On Sunday, The New York Times published an excerpt of a new book on Supreme Court Justice Brett Kavanaugh by Times reporters Robin Pogrebin and Kate Kelly. The snippet focused on the story of Deborah Ramirez—a classmate of Kavanaugh’s at Yale, who alleged he had exposed himself to her at a college party. While Kavanaugh angrily waved off reports of such behavior during his confirmation hearing, Pogrebin and Kelly wrote that they found both Ramirez’s claim, and Christine Blasey Ford’s allegation of a drunken attempted assault by a high-school-aged Kavanaugh, to be credible.
That was all it took. The president punched out tweet after tweet demanding retribution for the “lies” told about the justice. By the end of Monday, several Democratic presidential candidates had called for Kavanaugh’s impeachment.
So here we are, a year later. The wounds are not going to heal.

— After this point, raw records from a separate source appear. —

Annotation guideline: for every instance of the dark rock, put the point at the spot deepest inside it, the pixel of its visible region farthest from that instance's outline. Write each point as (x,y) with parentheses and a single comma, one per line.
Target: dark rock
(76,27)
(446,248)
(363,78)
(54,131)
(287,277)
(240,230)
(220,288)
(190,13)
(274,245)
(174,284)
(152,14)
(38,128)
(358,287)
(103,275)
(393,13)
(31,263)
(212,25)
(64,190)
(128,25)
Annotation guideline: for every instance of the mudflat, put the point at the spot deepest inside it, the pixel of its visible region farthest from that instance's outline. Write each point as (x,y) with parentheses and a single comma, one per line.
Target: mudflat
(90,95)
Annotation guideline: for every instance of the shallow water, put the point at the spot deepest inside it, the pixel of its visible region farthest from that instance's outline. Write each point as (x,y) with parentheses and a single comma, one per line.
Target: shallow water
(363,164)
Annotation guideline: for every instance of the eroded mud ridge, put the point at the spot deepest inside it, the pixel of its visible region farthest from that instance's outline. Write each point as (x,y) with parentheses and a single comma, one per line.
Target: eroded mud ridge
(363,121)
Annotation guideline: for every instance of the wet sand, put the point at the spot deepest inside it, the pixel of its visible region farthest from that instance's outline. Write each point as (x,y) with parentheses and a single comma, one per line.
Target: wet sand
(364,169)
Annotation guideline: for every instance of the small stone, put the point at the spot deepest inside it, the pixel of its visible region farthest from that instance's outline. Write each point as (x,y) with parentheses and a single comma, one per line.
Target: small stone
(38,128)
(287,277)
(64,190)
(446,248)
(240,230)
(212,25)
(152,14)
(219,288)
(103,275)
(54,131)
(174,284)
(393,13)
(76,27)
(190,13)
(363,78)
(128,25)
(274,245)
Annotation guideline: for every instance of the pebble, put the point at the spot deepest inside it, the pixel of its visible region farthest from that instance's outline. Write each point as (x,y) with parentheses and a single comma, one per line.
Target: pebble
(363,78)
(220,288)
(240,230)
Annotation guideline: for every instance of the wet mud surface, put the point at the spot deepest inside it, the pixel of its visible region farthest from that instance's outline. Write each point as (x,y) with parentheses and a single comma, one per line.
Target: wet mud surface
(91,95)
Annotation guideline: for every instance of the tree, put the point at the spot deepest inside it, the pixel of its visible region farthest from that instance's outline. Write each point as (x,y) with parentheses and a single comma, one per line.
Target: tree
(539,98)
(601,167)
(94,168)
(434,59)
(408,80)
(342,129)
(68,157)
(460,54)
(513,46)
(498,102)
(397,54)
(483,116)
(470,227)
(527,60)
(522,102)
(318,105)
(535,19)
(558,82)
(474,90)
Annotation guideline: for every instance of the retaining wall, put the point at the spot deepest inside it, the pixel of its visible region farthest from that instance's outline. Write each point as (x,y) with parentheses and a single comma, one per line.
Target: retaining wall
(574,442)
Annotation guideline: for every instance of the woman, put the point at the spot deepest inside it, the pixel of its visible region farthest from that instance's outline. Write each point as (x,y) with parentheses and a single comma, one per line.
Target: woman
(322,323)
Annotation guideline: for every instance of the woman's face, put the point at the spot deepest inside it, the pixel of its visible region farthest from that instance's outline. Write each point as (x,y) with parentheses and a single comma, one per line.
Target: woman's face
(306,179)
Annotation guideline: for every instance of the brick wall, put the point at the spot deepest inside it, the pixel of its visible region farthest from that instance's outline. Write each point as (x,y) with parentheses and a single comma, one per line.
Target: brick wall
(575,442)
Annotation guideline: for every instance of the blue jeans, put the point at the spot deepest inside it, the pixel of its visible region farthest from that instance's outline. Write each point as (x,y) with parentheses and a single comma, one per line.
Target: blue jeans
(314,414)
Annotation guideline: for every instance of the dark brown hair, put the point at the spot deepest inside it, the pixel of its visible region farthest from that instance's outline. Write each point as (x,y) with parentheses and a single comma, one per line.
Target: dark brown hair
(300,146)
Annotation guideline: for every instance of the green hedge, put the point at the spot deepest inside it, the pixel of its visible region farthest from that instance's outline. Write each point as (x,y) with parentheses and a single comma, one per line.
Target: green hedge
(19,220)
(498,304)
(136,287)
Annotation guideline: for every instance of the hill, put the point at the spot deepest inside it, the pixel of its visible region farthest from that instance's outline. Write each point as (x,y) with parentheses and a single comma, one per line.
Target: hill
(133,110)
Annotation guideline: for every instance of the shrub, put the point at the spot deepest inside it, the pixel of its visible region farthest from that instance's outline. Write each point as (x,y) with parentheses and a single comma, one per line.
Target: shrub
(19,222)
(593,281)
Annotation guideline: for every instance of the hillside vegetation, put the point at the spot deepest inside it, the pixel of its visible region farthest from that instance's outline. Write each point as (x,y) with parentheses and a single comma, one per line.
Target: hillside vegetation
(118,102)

The staying power of the Kavanaugh story—or perhaps the Christine Blasey Ford story, or the Deborah Ramirez story—is how normal it is. This might be a strange thing to say about a controversy involving a president, a Supreme Court justice, and some of the most selective schools in the United States. But the broad outlines of the story are so familiar as to be almost archetypal, and for that reason it has the same power that fables do: We can find in it the shadow of our own pain. As Vox’s Jane Coaston notes, many conservatives writing in the fall of 2018 seemed to see themselves or those they knew in Kavanaugh: a rambunctious boy who grows up into, as the conservative commentator Rod Dreher wrote, an “ordinary, bland Republican man,” unjustly persecuted. And many found the allegations themselves similarly familiar. In a second excerpt from their book, published in The Atlantic, Pogrebin and Kelly quote a sex-crimes prosecutor calling Ford’s account a description of “a very bread-and-butter acquaintance sexual assault.”